Payments processor fined $20 million by State Money Transmission Regulators and State AGs
On October 16, a national payment processor entered into two settlement agreements totaling $20 million with 44 state and territory money transmission regulators and 50 state and territory attorneys general to resolve issues stemming from alleged erroneous payment transactions. The alleged erroneous payments involved the mistaken initiation of payments on behalf of almost 480,000 mortgage borrowers, with the total amount at issue totaling nearly $2.4 billion.
According to the settlement entered into between the payment processor and the money transmission regulators, who were working through the Multi-State Money Service Business Examination Taskforce, the mistaken payments resulted from a breakdown of internal data security controls that allowed customer data intended for use in the testing of processing code to trigger actual payments. The payment processor, who regularly provided payment processing services to a large residential mortgage lending and servicing company, was using actual customer mortgage payment data for test purposes. As alleged in the settlement, it was determined that in the process of conducting testing on processing code to optimize the payment processors’ payment platform, more than 1.4 million payment entries were unintentionally and erroneously processed. This erroneous payment processing was said to be primarily the result of “circumvention of internal data security controls and a lack of segregation between internal production and testing environments.”

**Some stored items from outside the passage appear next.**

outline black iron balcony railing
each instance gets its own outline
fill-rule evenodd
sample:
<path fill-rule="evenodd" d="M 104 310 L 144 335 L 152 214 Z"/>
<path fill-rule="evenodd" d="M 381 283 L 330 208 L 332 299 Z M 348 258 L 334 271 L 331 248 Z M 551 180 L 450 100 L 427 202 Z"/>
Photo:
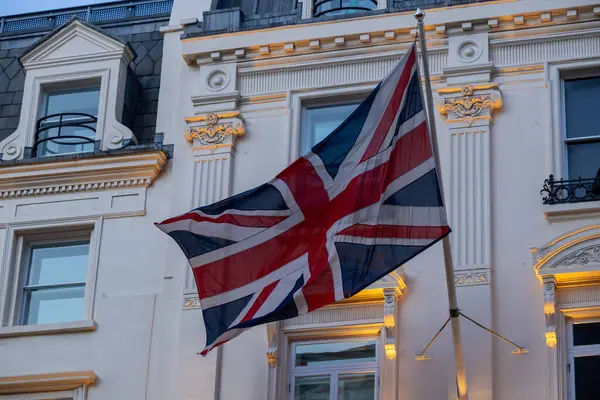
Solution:
<path fill-rule="evenodd" d="M 600 171 L 596 178 L 554 180 L 550 175 L 544 181 L 540 191 L 544 195 L 544 204 L 581 203 L 584 201 L 600 201 Z"/>
<path fill-rule="evenodd" d="M 313 7 L 313 16 L 349 14 L 376 9 L 377 0 L 317 0 Z"/>
<path fill-rule="evenodd" d="M 33 156 L 93 151 L 96 142 L 94 115 L 53 114 L 40 118 L 35 132 Z"/>

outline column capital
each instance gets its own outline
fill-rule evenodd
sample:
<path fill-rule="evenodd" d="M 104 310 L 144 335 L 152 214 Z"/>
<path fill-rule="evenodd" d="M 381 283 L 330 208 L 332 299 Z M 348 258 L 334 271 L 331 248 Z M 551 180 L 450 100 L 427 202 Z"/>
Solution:
<path fill-rule="evenodd" d="M 244 118 L 239 111 L 214 112 L 185 118 L 185 139 L 194 150 L 214 154 L 224 148 L 231 152 L 238 136 L 246 134 Z"/>
<path fill-rule="evenodd" d="M 502 107 L 497 84 L 464 85 L 437 90 L 436 106 L 447 123 L 462 125 L 474 121 L 489 124 L 494 110 Z"/>

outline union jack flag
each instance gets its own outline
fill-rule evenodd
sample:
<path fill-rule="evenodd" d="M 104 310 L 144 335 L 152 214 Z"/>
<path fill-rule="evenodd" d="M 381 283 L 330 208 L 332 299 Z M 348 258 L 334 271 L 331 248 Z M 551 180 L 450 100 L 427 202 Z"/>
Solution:
<path fill-rule="evenodd" d="M 414 45 L 275 179 L 157 226 L 193 269 L 204 355 L 351 297 L 448 235 Z"/>

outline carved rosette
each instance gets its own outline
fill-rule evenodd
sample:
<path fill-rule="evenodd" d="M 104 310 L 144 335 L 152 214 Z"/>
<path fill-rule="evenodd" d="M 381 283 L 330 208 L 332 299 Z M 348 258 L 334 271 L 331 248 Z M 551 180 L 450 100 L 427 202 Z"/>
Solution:
<path fill-rule="evenodd" d="M 465 270 L 454 272 L 454 284 L 456 286 L 489 285 L 489 270 Z"/>
<path fill-rule="evenodd" d="M 244 119 L 239 111 L 209 113 L 186 118 L 188 124 L 184 136 L 194 148 L 215 151 L 219 147 L 231 147 L 238 136 L 246 134 Z"/>
<path fill-rule="evenodd" d="M 492 113 L 502 107 L 502 95 L 496 85 L 465 85 L 439 89 L 437 109 L 448 122 L 491 120 Z"/>

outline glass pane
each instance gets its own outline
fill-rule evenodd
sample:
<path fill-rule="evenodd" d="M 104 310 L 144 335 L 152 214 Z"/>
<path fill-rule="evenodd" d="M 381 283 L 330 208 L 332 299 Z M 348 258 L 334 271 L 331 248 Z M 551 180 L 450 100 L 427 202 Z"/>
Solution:
<path fill-rule="evenodd" d="M 83 113 L 98 115 L 100 89 L 88 88 L 63 92 L 49 92 L 44 115 Z"/>
<path fill-rule="evenodd" d="M 34 247 L 27 285 L 85 282 L 89 243 Z"/>
<path fill-rule="evenodd" d="M 27 291 L 24 323 L 50 324 L 83 318 L 85 286 Z"/>
<path fill-rule="evenodd" d="M 338 400 L 374 400 L 375 374 L 339 376 Z"/>
<path fill-rule="evenodd" d="M 303 376 L 294 380 L 294 400 L 329 400 L 330 378 L 323 376 Z"/>
<path fill-rule="evenodd" d="M 600 356 L 575 358 L 575 398 L 597 400 L 600 392 Z"/>
<path fill-rule="evenodd" d="M 344 120 L 352 114 L 359 103 L 344 104 L 306 109 L 306 127 L 302 153 L 310 150 L 315 144 L 325 139 Z"/>
<path fill-rule="evenodd" d="M 573 324 L 573 345 L 600 344 L 600 322 Z"/>
<path fill-rule="evenodd" d="M 296 345 L 296 366 L 328 366 L 349 361 L 375 361 L 375 340 Z"/>
<path fill-rule="evenodd" d="M 565 81 L 567 137 L 600 135 L 600 78 Z"/>
<path fill-rule="evenodd" d="M 600 168 L 600 142 L 570 144 L 569 178 L 594 178 Z"/>

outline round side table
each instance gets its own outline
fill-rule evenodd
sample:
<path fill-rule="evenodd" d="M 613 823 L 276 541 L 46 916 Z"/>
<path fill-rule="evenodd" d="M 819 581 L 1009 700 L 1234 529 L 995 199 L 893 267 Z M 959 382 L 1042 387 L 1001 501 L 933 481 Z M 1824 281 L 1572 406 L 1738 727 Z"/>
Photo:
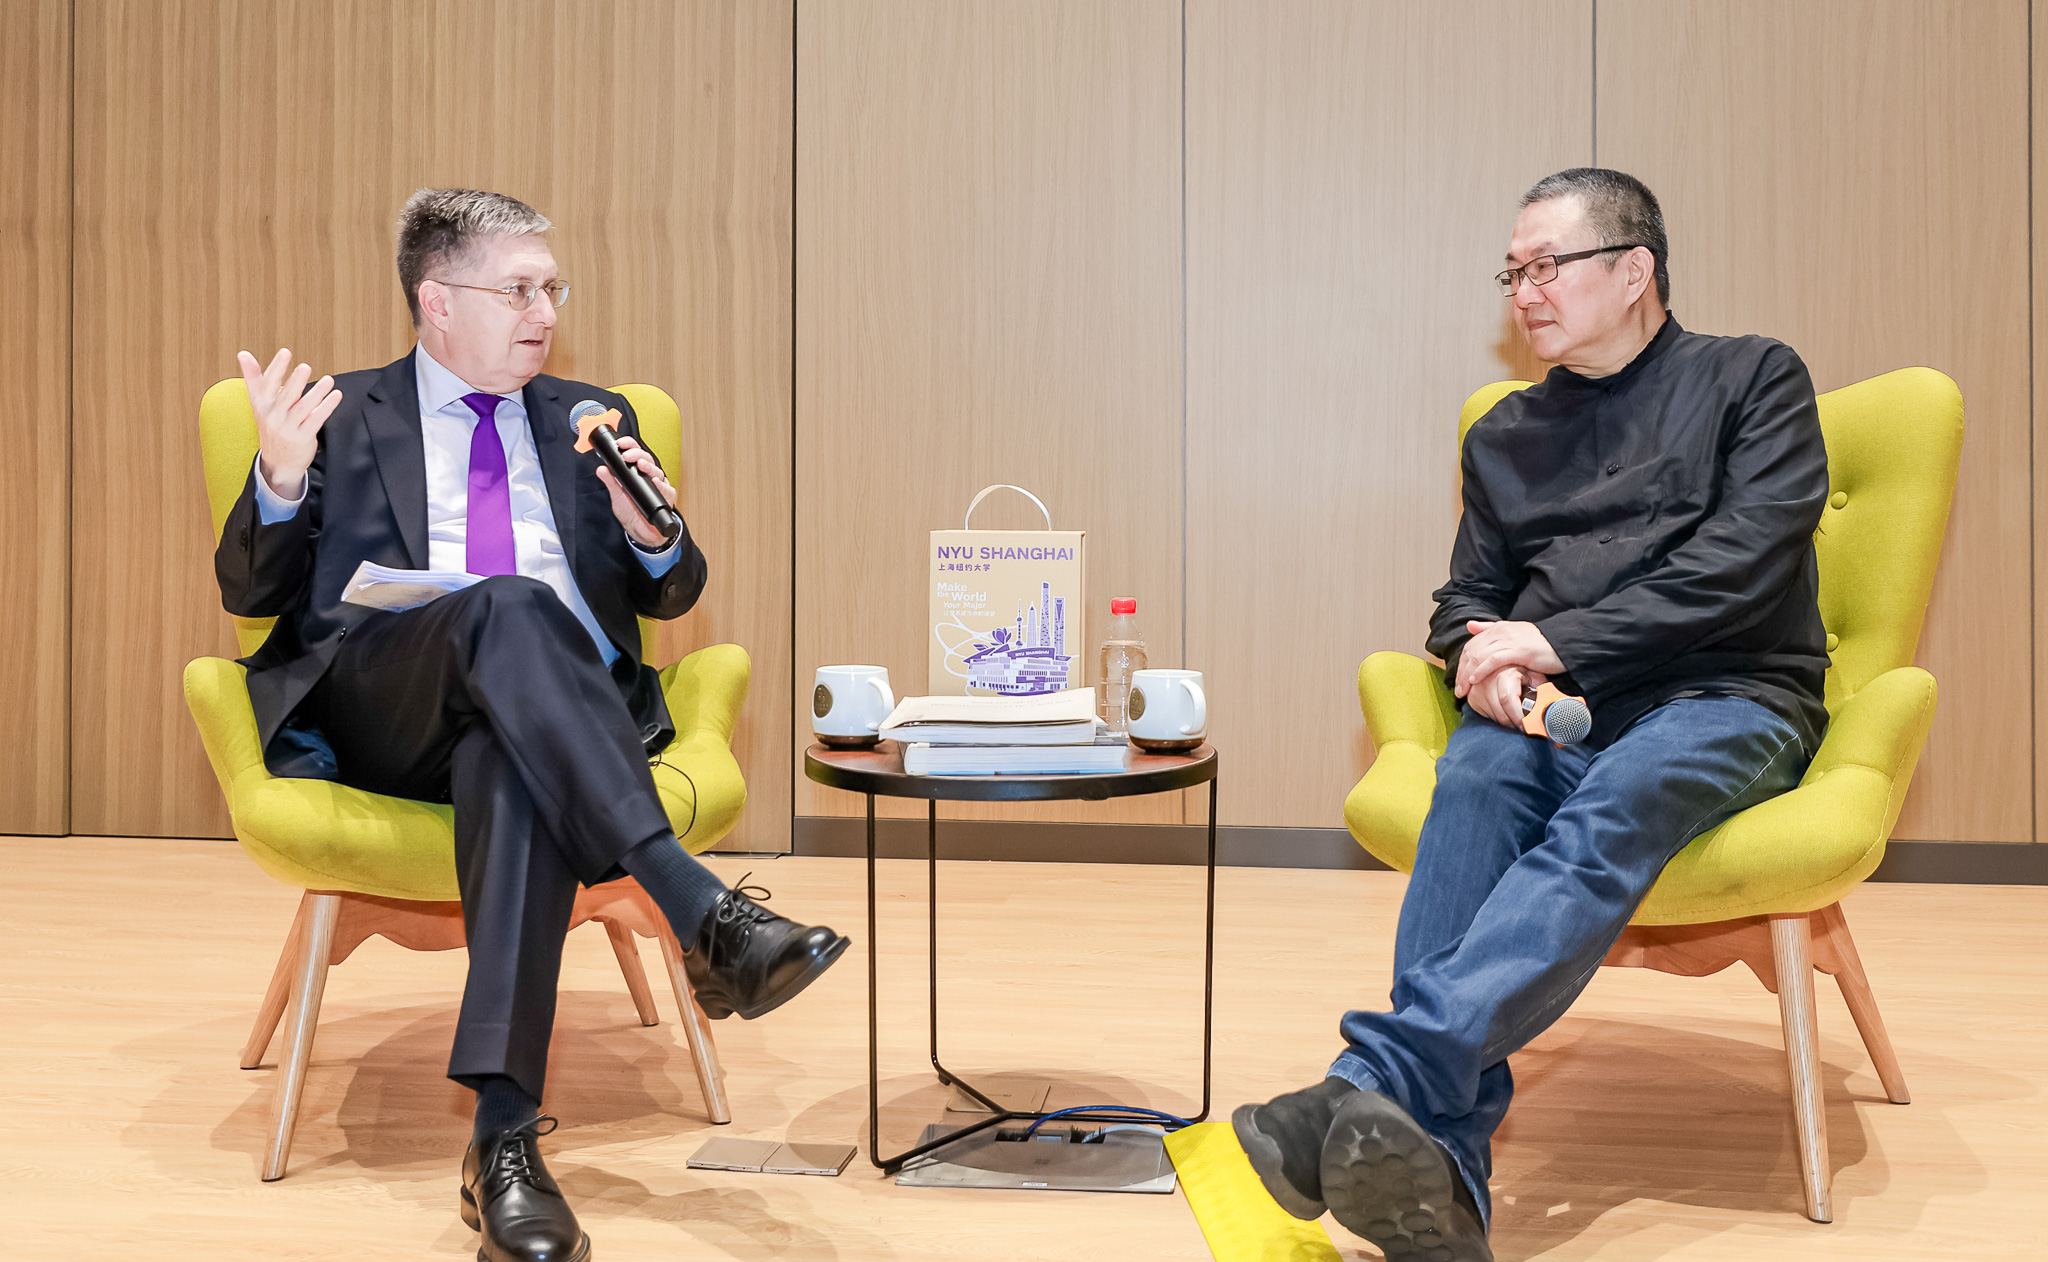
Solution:
<path fill-rule="evenodd" d="M 895 1174 L 903 1163 L 941 1148 L 964 1135 L 1020 1119 L 1044 1117 L 1042 1112 L 1005 1109 L 946 1068 L 939 1060 L 939 803 L 940 802 L 1103 802 L 1110 798 L 1135 797 L 1147 793 L 1169 793 L 1175 789 L 1209 786 L 1208 888 L 1205 896 L 1205 927 L 1202 937 L 1202 1111 L 1189 1121 L 1209 1115 L 1210 1049 L 1215 1021 L 1216 981 L 1216 751 L 1203 745 L 1186 754 L 1147 754 L 1131 751 L 1122 771 L 1099 775 L 1067 776 L 917 776 L 903 769 L 903 748 L 895 741 L 883 741 L 873 749 L 828 749 L 813 745 L 804 751 L 804 774 L 819 784 L 849 789 L 867 797 L 868 844 L 868 1159 L 885 1174 Z M 884 1157 L 881 1150 L 881 1076 L 878 1067 L 875 1001 L 875 799 L 877 797 L 922 798 L 925 812 L 925 917 L 930 950 L 931 1060 L 939 1081 L 957 1086 L 990 1110 L 983 1121 L 914 1148 Z M 1067 1114 L 1079 1122 L 1117 1122 L 1128 1118 L 1105 1114 Z"/>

The settlement reached with the money transmission regulators requires the payment processor to maintain a comprehensive risk and compliance program and to provide regular reporting to a state regulator monitoring committee to ensure the adequacy of its risk management programs.
Under the terms of the settlement with the money transmission regulators, the payment processor is required to pay a total of $10 million, with approximately $9.5 million of that total being shared evenly by each participating state, with the remaining roughly $500,000 being used to cover the administrative costs of the investigating states. Under the agreement with the state attorneys general, the payment processor is required to pay an additional $10 million to the various participating states and territories. These amounts are in addition to the $25 million fine previously agreed to in the CFPB Consent Order, bringing the total amount to be paid by the payment processor to $45 million.